Su respuesta no fue tranquilizadora. La gran ballena del viento cobarde los dejó a mil quinientos kilómetros al norte, según los menhires. Al menos bajó hasta el suelo antes de dejarlos caer de su lomo.
Caminaban de regreso a casa. Los menhires prometieron protegerles de la retorcida maldad natural de la Llanura.
Todos bajamos discutiendo al agujero. No hay nada como el fracaso para hacer saltar chispas.
El fracaso, por supuesto, puede ser relativo. El daño que causamos fue considerable. Las repercusiones tendrían eco durante largo tiempo. Los Tomados tenían que sentirse muy frustrados. Nuestra captura de tantos de sus documentos les obligaría a reestructurar su plan de campaña. Pero, aún así, la misión había sido insatisfactoria. Ahora los Tomados sabían que las ballenas del viento eran capaces de ir más allá de sus límites tradicionales. Ahora los Tomados sabían que disponíamos de recursos más allá de los que habían sospechado.

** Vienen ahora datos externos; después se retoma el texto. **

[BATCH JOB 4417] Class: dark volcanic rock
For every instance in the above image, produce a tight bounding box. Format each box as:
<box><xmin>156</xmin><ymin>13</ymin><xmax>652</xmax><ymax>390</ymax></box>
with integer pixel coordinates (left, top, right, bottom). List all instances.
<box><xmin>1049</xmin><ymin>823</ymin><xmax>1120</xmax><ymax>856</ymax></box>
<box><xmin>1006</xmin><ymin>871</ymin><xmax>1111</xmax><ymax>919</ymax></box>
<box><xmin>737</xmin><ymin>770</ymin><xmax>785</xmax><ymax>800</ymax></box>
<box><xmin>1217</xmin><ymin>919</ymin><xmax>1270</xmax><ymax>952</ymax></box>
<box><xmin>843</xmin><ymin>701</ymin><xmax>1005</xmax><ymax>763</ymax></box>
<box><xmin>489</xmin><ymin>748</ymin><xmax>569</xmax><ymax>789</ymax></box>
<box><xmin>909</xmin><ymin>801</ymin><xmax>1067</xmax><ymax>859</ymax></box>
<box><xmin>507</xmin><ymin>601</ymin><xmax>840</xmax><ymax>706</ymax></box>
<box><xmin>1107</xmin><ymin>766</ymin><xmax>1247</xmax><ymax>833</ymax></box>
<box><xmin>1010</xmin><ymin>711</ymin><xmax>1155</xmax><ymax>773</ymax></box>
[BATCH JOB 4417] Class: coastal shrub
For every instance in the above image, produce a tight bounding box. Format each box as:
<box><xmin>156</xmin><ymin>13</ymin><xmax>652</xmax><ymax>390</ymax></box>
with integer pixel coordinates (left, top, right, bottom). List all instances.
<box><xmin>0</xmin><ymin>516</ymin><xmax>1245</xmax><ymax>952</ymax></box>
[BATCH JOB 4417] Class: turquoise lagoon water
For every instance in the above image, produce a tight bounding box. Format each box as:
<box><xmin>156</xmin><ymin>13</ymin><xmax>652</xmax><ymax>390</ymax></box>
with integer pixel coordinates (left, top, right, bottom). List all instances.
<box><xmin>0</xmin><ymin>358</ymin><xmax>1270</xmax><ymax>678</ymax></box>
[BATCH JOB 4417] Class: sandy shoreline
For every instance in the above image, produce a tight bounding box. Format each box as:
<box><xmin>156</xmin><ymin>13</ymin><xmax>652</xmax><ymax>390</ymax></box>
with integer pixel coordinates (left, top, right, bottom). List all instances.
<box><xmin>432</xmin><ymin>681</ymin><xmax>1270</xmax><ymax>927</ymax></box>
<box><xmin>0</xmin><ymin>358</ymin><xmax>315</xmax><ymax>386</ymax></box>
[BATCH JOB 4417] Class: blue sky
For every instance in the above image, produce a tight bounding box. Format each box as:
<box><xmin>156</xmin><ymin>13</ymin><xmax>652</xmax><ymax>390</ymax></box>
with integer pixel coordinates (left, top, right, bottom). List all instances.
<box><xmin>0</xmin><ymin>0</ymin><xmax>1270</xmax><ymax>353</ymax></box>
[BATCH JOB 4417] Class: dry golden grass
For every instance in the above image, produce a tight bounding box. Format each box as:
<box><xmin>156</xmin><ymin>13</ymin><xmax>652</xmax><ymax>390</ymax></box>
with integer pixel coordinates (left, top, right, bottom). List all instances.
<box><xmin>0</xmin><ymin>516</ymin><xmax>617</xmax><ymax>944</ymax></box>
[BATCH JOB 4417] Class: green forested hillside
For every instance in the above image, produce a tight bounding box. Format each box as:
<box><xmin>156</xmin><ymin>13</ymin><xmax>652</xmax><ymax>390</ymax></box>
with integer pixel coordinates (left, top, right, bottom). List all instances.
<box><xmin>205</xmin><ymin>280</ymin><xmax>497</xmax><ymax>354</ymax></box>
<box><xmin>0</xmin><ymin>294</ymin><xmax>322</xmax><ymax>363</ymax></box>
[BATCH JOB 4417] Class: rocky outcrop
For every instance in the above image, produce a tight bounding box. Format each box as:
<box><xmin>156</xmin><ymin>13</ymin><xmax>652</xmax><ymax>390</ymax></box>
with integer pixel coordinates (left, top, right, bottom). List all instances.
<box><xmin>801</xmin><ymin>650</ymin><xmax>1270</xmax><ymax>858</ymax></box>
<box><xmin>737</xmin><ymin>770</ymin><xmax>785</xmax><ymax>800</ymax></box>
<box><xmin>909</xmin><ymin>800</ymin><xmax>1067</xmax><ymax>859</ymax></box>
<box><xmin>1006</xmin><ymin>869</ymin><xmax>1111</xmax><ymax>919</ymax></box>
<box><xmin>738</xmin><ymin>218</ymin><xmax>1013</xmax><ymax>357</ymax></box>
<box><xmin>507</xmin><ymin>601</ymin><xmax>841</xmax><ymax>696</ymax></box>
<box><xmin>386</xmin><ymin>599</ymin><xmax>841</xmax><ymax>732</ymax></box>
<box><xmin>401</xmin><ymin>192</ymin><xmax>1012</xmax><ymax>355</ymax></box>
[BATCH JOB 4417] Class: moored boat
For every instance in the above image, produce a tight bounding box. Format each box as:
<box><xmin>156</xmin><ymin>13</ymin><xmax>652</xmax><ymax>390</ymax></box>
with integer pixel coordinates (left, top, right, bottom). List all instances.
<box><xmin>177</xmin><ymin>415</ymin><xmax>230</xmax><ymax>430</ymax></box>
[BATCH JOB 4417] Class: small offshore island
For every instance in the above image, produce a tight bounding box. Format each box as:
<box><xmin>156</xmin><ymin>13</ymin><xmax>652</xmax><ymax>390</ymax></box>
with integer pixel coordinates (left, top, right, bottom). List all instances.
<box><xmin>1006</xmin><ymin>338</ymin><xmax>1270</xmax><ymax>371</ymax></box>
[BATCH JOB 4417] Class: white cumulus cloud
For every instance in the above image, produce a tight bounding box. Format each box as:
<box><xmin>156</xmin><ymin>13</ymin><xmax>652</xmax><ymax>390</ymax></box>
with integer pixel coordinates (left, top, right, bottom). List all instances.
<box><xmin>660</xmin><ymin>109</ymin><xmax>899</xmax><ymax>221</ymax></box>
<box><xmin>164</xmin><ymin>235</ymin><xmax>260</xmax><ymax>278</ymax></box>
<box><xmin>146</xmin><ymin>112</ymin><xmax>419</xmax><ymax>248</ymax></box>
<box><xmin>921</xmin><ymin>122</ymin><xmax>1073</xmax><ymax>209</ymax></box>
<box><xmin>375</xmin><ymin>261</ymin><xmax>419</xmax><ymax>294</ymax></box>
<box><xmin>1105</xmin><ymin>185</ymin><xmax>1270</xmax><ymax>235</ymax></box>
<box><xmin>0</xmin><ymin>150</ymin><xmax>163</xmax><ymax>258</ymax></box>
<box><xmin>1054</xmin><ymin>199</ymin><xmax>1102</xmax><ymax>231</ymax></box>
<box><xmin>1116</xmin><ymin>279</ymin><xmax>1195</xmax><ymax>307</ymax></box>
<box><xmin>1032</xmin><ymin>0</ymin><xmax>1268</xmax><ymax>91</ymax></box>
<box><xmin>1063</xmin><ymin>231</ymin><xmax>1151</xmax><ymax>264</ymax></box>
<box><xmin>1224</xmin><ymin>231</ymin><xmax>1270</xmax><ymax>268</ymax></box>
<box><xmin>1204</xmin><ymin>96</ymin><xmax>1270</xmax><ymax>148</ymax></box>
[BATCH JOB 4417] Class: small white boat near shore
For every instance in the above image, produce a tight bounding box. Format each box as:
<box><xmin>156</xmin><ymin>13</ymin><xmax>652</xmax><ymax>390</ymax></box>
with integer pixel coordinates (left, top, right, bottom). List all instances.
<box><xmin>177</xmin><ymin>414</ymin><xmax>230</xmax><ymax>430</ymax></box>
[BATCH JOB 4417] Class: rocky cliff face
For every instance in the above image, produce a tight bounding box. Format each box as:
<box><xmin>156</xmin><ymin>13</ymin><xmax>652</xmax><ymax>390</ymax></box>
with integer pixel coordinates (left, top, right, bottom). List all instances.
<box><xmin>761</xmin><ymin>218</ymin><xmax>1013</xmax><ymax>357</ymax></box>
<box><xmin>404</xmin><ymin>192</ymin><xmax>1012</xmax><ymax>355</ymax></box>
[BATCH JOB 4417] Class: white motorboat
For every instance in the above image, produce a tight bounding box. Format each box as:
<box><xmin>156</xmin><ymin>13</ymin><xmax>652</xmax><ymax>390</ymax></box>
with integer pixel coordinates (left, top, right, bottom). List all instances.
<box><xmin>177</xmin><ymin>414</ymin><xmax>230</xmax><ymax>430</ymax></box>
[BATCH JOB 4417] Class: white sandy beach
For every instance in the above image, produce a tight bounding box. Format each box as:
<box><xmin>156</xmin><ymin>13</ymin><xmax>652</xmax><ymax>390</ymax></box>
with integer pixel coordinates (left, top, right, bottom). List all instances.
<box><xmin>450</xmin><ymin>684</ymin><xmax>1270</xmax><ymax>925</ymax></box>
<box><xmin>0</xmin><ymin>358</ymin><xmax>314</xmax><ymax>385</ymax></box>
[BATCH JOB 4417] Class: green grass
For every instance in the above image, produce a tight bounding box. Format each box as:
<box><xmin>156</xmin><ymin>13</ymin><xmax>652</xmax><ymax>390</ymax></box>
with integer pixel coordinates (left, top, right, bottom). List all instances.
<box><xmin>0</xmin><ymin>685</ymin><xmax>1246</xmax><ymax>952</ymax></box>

Cuando haces una jugada, no muestras todas tus cartas hasta después de la apuesta final.
Rebusqué a mi alrededor y hallé los papeles capturados, los llevé a mis aposentos. No sentía deseos de participar en la conferencia post–mortem. Estaba seguro de que me pondría desagradable… aunque todo el mundo estuviera ahora de acuerdo conmigo.
Enfundé mis armas, encendí una lámpara, tomé uno de los fajos de documentos, me volví hacia mi mesa de trabajo. Y ahí estaba otro de aquellos paquetes procedentes del oeste.